Exclude subgraph from gradient accumulation

(Piotr Dabkowski) #1

Assume you have 2 modules: module G and module D that are in sequence just like in a standard GAN setup. I would like to train them using a SINGLE optimizer that optimizes the parameters of BOTH modules. It is easy to exclude the first module (G) from the optimisation for the discriminator loss by simply using detach. However, is it possible to prevent the accumulation of gradient in the discriminator when calculating gradients for the generator? For example something like:

fakes = G(x)
with torch.no_backward_accumulation():
    scores =D(fakes)
generator_loss = some_criterion(scores)

GAN is just an example, in my case I have multiple modules and sometimes I want to exclude a middle one from the optimisation. Thanks!

(Simon Wang) #2
fake_d = fake.detach()
score = D(fake_d)
grad_fake = autograd.grad(score, fake_d)

What is beyond me is why you can’t use two optimizers.

(Piotr Dabkowski) #3

Thanks, this could be one way to solve that - by manually passing the gradients to backward. Using 2 optimisers in a simple GAN case is fine. However, for example if you have N modules in sequence and you want to only optimize a randomly selected subset of modules then creating optimizer for every new subset or manually passing the gradients (as you suggested) would be a pain. My use case is even more complicated.
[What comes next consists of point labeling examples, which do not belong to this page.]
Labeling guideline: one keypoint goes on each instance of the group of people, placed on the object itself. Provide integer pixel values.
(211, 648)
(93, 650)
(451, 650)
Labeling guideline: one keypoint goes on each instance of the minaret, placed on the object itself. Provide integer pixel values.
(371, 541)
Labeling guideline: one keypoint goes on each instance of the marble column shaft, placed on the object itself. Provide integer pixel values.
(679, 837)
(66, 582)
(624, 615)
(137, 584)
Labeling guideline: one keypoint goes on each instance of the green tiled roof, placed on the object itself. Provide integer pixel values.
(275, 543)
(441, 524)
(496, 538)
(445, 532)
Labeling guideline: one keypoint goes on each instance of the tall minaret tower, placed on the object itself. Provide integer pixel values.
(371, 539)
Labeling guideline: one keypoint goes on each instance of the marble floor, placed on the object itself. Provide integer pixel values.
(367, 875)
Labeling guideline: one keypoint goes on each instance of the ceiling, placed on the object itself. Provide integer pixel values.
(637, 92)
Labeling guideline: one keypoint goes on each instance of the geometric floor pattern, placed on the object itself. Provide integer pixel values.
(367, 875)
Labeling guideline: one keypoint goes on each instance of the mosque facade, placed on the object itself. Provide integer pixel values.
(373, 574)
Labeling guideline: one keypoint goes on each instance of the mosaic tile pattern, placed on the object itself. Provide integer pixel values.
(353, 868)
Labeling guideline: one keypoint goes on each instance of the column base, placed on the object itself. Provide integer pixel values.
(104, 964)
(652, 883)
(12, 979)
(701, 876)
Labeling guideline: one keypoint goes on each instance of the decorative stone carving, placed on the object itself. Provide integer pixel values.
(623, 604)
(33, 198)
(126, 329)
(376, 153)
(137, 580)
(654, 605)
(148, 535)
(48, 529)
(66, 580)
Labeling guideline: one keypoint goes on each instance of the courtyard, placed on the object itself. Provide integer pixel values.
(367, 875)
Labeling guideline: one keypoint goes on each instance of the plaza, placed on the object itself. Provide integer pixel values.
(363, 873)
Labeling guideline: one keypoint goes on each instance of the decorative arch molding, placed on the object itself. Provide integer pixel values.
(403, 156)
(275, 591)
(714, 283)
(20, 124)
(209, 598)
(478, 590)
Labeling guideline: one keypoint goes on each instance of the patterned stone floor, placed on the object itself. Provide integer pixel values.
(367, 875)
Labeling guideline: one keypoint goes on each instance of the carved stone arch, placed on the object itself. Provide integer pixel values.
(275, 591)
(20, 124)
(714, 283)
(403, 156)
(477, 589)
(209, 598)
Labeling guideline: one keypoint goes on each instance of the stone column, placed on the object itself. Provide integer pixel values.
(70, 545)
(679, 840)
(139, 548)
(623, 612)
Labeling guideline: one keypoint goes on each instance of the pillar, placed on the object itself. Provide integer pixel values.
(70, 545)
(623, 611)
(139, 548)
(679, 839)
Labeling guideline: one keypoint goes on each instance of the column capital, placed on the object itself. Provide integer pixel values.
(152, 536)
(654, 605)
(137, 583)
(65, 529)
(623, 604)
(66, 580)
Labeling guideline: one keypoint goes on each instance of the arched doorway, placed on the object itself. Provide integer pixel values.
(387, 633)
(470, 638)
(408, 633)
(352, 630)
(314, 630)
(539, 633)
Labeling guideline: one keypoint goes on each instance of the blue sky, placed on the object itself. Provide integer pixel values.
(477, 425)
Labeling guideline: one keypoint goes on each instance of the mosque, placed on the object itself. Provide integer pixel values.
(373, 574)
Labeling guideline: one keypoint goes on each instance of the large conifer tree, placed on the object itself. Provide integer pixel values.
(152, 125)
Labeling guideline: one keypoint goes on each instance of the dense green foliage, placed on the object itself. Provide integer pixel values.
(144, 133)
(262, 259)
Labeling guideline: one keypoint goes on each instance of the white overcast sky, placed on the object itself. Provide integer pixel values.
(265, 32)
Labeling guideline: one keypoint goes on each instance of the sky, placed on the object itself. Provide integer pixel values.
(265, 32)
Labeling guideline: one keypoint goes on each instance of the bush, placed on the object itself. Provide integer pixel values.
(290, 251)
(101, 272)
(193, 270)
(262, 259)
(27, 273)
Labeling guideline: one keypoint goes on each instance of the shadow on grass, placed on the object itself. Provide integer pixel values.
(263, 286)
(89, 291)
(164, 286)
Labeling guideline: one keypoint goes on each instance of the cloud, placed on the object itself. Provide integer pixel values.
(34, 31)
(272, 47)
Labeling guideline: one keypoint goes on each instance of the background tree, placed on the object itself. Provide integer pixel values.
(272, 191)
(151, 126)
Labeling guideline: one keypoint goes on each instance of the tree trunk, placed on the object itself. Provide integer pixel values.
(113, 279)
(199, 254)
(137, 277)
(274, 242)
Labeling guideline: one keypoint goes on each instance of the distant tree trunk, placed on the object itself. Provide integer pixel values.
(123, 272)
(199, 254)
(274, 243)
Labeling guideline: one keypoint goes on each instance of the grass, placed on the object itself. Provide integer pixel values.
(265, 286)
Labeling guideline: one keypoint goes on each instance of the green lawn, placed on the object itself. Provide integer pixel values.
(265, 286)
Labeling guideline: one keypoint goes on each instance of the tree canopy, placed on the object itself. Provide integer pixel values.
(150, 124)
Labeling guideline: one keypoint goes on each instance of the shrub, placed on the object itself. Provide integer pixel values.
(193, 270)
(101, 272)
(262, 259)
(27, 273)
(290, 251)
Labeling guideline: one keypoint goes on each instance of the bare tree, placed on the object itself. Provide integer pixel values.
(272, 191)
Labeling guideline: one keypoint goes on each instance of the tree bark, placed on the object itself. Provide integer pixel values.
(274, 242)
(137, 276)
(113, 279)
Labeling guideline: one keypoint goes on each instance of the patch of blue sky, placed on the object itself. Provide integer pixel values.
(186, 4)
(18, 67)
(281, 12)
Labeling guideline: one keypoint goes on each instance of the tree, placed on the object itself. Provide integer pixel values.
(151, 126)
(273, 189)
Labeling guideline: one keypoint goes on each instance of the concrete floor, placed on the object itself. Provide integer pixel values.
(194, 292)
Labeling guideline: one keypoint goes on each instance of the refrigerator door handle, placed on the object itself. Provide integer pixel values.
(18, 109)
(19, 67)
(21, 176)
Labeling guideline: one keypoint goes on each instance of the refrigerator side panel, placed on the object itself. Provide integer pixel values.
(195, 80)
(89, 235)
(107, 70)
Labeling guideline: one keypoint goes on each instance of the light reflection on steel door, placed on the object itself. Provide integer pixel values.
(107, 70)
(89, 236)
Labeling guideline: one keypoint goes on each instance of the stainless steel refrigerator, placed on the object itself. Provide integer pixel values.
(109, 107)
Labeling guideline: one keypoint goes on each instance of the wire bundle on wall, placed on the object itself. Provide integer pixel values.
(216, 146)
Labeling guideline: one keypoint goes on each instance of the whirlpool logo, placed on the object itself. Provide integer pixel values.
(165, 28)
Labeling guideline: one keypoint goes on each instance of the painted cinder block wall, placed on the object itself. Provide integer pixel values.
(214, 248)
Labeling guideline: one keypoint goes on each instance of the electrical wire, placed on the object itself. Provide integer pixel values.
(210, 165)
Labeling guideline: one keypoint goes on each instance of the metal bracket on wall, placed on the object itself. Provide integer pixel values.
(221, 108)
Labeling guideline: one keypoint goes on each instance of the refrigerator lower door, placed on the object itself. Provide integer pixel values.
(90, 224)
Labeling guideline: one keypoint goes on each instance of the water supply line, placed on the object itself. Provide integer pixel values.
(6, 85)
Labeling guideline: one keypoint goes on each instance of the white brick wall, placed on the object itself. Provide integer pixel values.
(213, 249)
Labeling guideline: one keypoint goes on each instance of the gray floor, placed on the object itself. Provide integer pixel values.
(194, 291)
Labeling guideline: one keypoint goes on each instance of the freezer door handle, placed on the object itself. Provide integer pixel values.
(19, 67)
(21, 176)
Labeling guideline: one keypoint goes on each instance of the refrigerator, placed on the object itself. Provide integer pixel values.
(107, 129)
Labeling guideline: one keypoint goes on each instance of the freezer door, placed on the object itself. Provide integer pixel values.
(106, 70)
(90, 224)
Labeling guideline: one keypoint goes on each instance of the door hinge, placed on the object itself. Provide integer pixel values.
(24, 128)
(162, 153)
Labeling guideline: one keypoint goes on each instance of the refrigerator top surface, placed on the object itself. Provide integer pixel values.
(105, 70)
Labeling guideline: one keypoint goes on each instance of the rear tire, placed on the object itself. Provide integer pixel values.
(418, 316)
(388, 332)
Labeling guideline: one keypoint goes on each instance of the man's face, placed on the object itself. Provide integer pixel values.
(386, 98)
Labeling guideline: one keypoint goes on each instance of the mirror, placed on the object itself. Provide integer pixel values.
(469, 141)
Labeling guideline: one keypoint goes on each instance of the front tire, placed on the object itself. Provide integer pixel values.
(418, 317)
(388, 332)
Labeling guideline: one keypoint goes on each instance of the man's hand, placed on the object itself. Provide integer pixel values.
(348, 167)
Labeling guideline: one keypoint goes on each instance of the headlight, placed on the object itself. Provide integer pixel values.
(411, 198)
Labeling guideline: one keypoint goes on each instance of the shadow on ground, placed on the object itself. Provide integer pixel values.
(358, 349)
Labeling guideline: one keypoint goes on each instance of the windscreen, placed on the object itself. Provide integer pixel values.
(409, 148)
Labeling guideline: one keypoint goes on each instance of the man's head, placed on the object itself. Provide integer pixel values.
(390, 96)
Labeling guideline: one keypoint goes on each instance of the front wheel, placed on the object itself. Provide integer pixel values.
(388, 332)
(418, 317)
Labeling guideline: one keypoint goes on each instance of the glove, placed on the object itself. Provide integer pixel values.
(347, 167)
I think that having such a no_backward_grad_accumulation context would be extremely useful, as it would provide a very simple (single line) way of excluding ANY subgraph from optimization. I am currently reading through the autograd code to find out whether its possible.

(Simon Wang) #4

I understand your use case now. :slight_smile:

You can also do this:

fake = G(z)
for p in D.parameters():
  p.requires_grad = False
loss = criterion(D(fake))
for p in D.paramters():
  p.requires_grad = True

And you can write a function instead of spelling out the two for loops.

(Piotr Dabkowski) #5

Yes, thanks, I thought about it as well, this is actually a method used by WGAN-GP PyTorch implementation, but as I said my case is even more complex :wink: For example, what if you want to actually also optimize D but using a different loss term? You would need another optimizer to do that or to manually pass the gradients. Using no_backward_accumulation you could optimize G and D very easily jointly:

fakes = G(x)
with torch.no_backward_accumulation():
    scores = D(fakes)
generator_loss = some_criterion(scores)
discriminator_loss = another_criterion(D(fakes.detach(), reals))
loss = generator_loss + discriminator_loss

Will try to find a solution to this problem and if you think that such a feature is useful I can submit a pull request.